Example 1 (see Original Patent) demonstrates that the administration to patients of 2 mg/day of flumazenil divided into doses of 0.2 mg every 3 minutes eradicates the symptoms of alcohol withdrawal in a high percentage of the patients treated.

Consequently, in one embodiment, the invention relates to the use of flumazenil to produce a drug for administration, sequentially, of 0.2 mg of flumazenil every 3 minutes, up to a quantity of 2 mg/day, to treat alcohol dependency.

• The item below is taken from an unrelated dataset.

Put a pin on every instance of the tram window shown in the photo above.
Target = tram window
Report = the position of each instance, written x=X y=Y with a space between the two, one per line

Flumazenil may be administered by any appropriate route of administration, for example, orally or parenterally, for which it will be formulated with the appropriate excipients for the form of administration to be used. In one embodiment, flumazenil is administered by IV.

The invention also relates to a method for the treatment of alcohol dependency that includes the administration to a patient in need of said treatment of a therapeutically effective quantity of flumazenil, usually between 1.5 and 2.5 mg/day of flumazenil, broken down into quantities of flumazenil between 0.2 and 0.3 mg and intended for sequential administration, at time intervals between 1 and 15 minutes, until said therapeutically effective quantity of flumazenil to treat alcohol dependency has been reached.

Flumazenil may be administered by any appropriate route of administration, for example, orally or parenterally, for which it will be formulated with the appropriate excipients for the form of administration to be used. In one embodiment, flumazenil is administered by IV.

The method for the treatment of alcohol dependency provided by this invention is applicable to any patient who, when the treatment is to begin, has no acute or uncompensated illness, or is not taking medication contraindicated with flumazenil. In general, the method of treatment of alcohol dependency provided by this invention begins with a complete medical and psychological examination. Before and after administration of flumazenil, the symptoms of alcohol withdrawal, heart rate, and blood pressure are evaluated. If the patient presents an anxiety crisis, it is possible to administer an appropriate therapeutic agent, for example, clomethiazole, before administration of flumazenil. Likewise, if the patient presents a severe diagnosis of benzodiazepine dependency, the first administration of flumazenil is carried out under sedation, for example, with propofol, under intensive care conditions. The administration of flumazenil may be carried out orally or intravenously, for example, by boluses that contain the appropriate quantity and under observation of the patient's reaction. Once inpatient treatment has concluded, as part of the therapeutic program, the patient must continue pharmacological treatment and continue sessions with his therapist to evaluate his progress. The treatment is supplemented by a semistructured follow-up of the cognitive behavior of the patient.
 

Claim 1 of 11 Claims

1. A method to reduce a desire to drink alcohol in a patient having the desire to drink alcohol comprising administering an effective amount of flumazenil to the patient, wherein the flumazenil is administered sequentially in doses between about 0.1 and 0.3 mg of flumazenil at time intervals between about 1 and 15 minutes, wherein the amount of flumazenil is effective to reduce the desire to drink alcohol in the patient, and the effective amount of flumazenil is between about 1.5 and 2.5 mg/day.